Hypothyroidism shows these symptoms:
- Mental dullness
- Exercise intolerance
- Cold intolerance
- Weight gain without a change in appetite
- Changes in coat and skin such as hair thinning and shedding
- Thickening of the skin
- Reproductive disturbances
Some breeds appear to have a greater risk of this condition than others. Medium to large breeds are more susceptible whereas smaller breeds are less likely to develop problems.
Here are some of the breeds who are more genetically predisposed to the disease:
- Cocker Spaniels
- Airedale Terriers
- Doberman Pinschers
- Golden and Labrador Retrievers
- Irish Setters
Most dogs develop hypothyroidism between the ages of 4 and 10.
The Merck Veterinary Manual states that hypothyroidism is one of the most misdiagnosed diseases in dogs. This is because there are many diseases that mimic it. So, your veterinarian can run a test for T3 levels which is generally included in a complete thyroid profile. She can also test for T4 concentration and this is a good initial screening for the disease. Another test is the Free T4 and veterinarians consider it a more accurate evaluation of thyroid activity. Other tests may follow such as X-rays.
Treatment of Hypothyroidism
In most cases, your dog will need to take a synthetic thyroid pill for the rest of his life. However, if there is no autoimmune disorder, it’s possible to stimulate the remaining thyroid to begin working again through natural treatments.
Certified Veterinary Homeopath Dr. Jeff Feinman offers homeopathy which is a form of treatment based on the concept that “like cures like.” What this means is that a substance that normally causes an illness can cure that illness. The substance can come from a mineral, plant or animal and is usually highly diluted.
This is when the thyroid gland overproduces thyroxine. This condition is rarer in dogs than hypothyroidism and usually is caused by an aggressive tumor.

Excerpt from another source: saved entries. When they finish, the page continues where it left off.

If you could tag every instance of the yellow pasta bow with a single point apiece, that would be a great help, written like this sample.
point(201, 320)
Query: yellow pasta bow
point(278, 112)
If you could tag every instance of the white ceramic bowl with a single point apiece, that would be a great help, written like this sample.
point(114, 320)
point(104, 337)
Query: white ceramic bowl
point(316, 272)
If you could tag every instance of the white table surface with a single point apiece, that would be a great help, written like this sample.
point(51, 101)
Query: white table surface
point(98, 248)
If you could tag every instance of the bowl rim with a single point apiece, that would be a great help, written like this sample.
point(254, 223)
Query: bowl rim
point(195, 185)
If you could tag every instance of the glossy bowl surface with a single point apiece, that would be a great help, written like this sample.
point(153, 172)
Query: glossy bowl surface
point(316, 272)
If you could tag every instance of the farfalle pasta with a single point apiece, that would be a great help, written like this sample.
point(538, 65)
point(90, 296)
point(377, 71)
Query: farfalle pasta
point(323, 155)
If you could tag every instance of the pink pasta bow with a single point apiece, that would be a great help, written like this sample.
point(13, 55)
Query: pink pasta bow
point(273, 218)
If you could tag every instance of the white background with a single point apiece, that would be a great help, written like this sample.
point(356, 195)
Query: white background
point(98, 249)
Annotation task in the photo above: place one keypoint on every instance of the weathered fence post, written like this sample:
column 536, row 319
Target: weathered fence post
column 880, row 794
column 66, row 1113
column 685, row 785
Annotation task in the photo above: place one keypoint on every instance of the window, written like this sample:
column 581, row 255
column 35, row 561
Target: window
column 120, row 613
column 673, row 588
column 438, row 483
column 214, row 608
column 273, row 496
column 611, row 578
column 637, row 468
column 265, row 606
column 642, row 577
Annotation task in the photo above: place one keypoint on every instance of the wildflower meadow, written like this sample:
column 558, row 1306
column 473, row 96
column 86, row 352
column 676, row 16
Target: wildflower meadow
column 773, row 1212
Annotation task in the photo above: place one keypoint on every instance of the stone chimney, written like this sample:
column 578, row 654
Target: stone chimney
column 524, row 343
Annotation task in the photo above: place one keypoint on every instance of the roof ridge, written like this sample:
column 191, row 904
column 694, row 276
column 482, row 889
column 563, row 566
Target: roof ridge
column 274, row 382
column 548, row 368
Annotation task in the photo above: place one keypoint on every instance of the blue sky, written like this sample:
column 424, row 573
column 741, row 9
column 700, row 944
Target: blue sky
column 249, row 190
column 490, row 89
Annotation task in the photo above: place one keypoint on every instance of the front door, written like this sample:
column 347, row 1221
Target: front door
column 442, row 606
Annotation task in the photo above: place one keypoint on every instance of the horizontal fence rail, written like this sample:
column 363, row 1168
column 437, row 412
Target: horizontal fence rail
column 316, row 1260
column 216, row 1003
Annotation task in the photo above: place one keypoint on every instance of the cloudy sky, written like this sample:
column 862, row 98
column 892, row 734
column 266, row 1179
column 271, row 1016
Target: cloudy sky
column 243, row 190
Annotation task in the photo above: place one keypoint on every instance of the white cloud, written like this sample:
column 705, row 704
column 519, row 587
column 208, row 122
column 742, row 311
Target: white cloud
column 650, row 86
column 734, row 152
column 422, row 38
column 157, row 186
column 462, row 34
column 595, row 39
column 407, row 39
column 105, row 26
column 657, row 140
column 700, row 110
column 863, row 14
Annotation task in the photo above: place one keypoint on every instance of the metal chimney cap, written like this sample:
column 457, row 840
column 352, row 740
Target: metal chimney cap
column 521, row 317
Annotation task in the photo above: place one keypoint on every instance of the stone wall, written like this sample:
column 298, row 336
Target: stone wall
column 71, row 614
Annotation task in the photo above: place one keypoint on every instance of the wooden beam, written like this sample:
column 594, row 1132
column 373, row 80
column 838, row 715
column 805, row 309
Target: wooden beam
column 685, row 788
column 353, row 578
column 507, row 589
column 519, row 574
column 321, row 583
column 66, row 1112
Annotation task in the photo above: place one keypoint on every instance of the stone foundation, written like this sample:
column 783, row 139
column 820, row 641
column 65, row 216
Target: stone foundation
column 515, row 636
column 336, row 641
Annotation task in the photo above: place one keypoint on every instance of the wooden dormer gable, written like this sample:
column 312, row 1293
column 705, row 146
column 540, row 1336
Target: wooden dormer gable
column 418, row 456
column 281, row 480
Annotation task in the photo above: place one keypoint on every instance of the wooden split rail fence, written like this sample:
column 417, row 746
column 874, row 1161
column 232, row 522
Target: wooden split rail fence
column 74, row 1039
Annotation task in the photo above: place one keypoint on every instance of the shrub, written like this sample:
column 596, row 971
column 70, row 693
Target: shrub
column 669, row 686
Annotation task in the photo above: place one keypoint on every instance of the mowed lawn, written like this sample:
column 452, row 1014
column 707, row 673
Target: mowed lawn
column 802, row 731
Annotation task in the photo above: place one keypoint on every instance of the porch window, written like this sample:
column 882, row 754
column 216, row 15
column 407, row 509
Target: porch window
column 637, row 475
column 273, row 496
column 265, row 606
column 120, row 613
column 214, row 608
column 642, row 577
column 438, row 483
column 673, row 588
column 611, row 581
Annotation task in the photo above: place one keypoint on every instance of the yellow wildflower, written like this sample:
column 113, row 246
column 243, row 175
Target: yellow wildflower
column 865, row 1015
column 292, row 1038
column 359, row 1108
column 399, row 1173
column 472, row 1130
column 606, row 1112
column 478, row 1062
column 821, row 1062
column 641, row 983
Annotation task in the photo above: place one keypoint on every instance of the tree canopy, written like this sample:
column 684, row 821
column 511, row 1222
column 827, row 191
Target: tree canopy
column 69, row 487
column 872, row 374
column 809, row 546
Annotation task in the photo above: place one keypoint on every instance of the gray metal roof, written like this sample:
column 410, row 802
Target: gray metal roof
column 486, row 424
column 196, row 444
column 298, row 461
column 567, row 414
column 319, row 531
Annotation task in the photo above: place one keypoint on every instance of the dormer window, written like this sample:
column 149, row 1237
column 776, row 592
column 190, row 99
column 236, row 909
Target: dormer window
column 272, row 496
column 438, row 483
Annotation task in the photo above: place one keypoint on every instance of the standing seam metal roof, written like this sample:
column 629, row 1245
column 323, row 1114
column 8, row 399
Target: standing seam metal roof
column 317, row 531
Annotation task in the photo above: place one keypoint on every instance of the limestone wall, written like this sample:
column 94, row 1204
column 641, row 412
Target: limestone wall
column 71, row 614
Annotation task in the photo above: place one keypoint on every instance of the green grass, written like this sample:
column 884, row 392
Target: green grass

Raw food diets can also cause this condition. These include gullets, head meat and animal necks.
Here some of the symptoms of this disease:
- Excessive weight loss
- Increased appetite
- Increased thirst
- Frequent urination
- Difficulty breathing
- Irregular heartbeat
- Enlarged thyroid gland felt as a lump in the neck
Treatment of Hyperthyroidism
The treatment depends on the cause of the condition. Unfortunately, it’s more common for the disease to result from aggressive thyroid cancer. Treatment may include surgical removal of the tumor. Additionally, your veterinarian may administer chemotherapy and radiation. Benign tumors are easier to manage and may respond well to treatment. However, this is not so with malignant tumors as they can often spread. The earlier the treatment begins, the better the chance of recovery. In those cases where a dog recovers, dietary restrictions become part of the treatment and must be followed
Sometimes hyperthyroidism is caused by reaction to the medication for hypothyroidism. In this case, dosage can usually be adjusted until levels return to normal. If it’s caused by a diet that contains high levels of hormones, a dietary change is usually enough to reverse the condition.
Again, hypothyroidism is when your dog is not secreting enough hormone and hyperthyroidism occurs when he’s secreting too much hormone. So, if you get a diagnosis from you veterinarian, make sure you understand the difference. Also remember that hypothyroidism is much more common in dogs.